English | 简体中文
- Hybrid Task Cascade for Instance Segmentation
This project reproduces HTC based on paddledetection framework.
Cascade is a classic yet powerful architecture that has boosted performance on various tasks. However, how to introduce cascade to instance segmentation remains an open question. A simple combination of Cascade R-CNN and Mask R-CNN only brings limited gain. In this work, authors propose a new framework, Hybrid Task Cascade (HTC), which differs in two important aspects: (1) instead of performing cascaded refinement on these two tasks separately, it interweaves them for a joint multi-stage processing; (2) it adopts a fully convolutional branch to provide spatial context, which can help distinguishing hard foreground from cluttered background. Overall, this framework can learn more discriminative features progressively while integrating complementary features together in each stage. Without bells and whistles, a single HTC obtains 38.4% and 1.5% improvement over a strong Cascade Mask R-CNN baseline on MSCOCO dataset.
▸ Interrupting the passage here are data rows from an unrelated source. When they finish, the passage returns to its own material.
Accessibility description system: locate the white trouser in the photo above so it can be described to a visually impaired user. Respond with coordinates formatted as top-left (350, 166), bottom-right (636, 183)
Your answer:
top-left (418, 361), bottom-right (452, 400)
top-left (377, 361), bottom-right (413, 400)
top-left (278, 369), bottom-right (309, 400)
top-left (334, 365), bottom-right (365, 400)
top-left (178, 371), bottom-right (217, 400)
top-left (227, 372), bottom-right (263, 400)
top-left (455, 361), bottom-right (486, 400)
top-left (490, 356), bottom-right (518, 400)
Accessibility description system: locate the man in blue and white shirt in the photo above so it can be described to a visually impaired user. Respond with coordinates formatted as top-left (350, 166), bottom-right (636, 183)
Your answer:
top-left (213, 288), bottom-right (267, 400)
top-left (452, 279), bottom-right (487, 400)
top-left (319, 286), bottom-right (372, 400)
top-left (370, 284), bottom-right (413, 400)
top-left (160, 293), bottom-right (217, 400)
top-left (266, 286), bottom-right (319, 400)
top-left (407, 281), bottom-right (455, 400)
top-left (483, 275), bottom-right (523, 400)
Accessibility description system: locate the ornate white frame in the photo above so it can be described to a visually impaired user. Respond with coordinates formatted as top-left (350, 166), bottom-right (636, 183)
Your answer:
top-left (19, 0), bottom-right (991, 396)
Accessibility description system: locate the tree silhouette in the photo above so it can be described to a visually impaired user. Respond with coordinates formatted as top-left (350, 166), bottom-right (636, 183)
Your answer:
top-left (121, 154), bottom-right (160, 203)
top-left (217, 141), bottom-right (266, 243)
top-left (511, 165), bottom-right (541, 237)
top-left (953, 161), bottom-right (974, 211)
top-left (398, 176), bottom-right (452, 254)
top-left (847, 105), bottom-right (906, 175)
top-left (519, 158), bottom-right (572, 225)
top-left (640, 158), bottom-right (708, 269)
Moreover, the overall system achieves 48.6 mask AP on the test-challenge split, ranking 1st in the COCO 2018 Challenge Object Detection Task.
Paper:
- [1] K. Chen et al., “Hybrid Task Cascade for Instance Segmentation,” ArXiv190107518 Cs, Apr. 2019, Accessed: Aug. 31, 2021. [Online]. Available: http://arxiv.org/abs/1901.0751
Reference project:
The link of aistudio:
- notebook: https://aistudio.baidu.com/aistudio/projectdetail/2253839
- Script: https://aistudio.baidu.com/aistudio/clusterprojectdetail/2270473
model | Style | box AP | mask AP |
---|---|---|---|
htc-R-50-FPN(official) | pytorch | 42.3 | 37.4 |
htc-R-50-FPN(mine) | Paddlepaddle | 42.6 | 37.9 |
Model & Log Download Address Baidu Web Drive (access code: yc1r )
Detailed information:
weights
├── checkpoints
│ ├── htc_r50_fpn_1x_coco_resnet.pdparams
│ ├── htc_r50_fpn_1x_coco.pdparams
├── output
│ ├── htc_r50_fpn_1x_coco
│ │ ├── model_final.pdparams
COCO 2017 + stuffthingmaps_trainval2017
- Dataset size:
- train: 118287
- val: 5000
- Data format:picture
-
Hardware: GPU, CPU
-
Framework:
- PaddlePaddle >= 2.1.2
# clone this repo
git clone https://github.com/laihuihui/htc.git
cd htc
Installation dependency
pip install -r requirements.txt
python tools/train.py -c configs/htc/htc_r50_fpn_1x_coco.yml
If the training is interrupted, it can be recovered through the -- resume
parameter or -r
parameter, for example, using the -- resume output/htc_r50_fpn_1x_coco/3
means the interrupt is resumed at 3epoch:
python tools/train.py -c configs/htc/htc_r50_fpn_1x_coco.yml --resume output/htc_r50_fpn_1x_coco/3
Perform evaluation in train using --eval
parameter:
python tools/train.py -c configs/htc/htc_r50_fpn_1x_coco.yml --eval
If you want to train distributed and use multicards:
python -m paddle.distributed.launch --gpus 0,1,2,3 tools/train.py -c configs/htc/htc_r50_fpn_1x_coco.yml
The output is:
Epoch: [0] [ 0/7329] learning_rate: 0.000020 loss_rpn_cls: 0.691306 loss_rpn_reg: 0.054590 loss_bbox_cls_stage0: 4.189201 loss_bbox_reg_stage0: 0.064000 loss_bbox_cls_stage1: 2.481206 loss_bbox_reg_stage1: 0.016608 loss_bbox_cls_stage2: 1.106741
python tools/eval.py -c configs/htc/htc_r50_fpn_1x_coco.yml -o weights=output/htc_r50_fpn_1x_coco/model_final.pdparams
├─config
├─dataset
├─ppdet
├─output
├─log
├─tools
│ ├─eval.py
│ ├─train.py
│ README.md
│ README_cn.md
│ README_paddeldetection_cn.md
│ README_paddeldetection_cn.md
│ requirement.txt
Parameters related to training and evaluation can be set in tools/train.py
, as follows:
Parameters | default | description |
---|---|---|
-c | None, Mandatory | Configuration file path |
--eval | False, Optional | Whether to perform evaluation in train |
--resume or -r | None, Optional | Recovery training |
python tools/train.py -c $config_file
python -m paddle.distributed.launch --gpus 0,1,2,3 tools/train.py -c $config_file
At this time, the program will import the output log of each process into the path of ./log
:
.
├── log
│ ├── endpoints.log
│ ├── workerlog.0
│ ├── workerlog.1
│ ├── workerlog.2
│ └── workerlog.3
After the training starts, you will get the output similar to the following. Each round of 'batch' training will print the current epoch, step and loss values.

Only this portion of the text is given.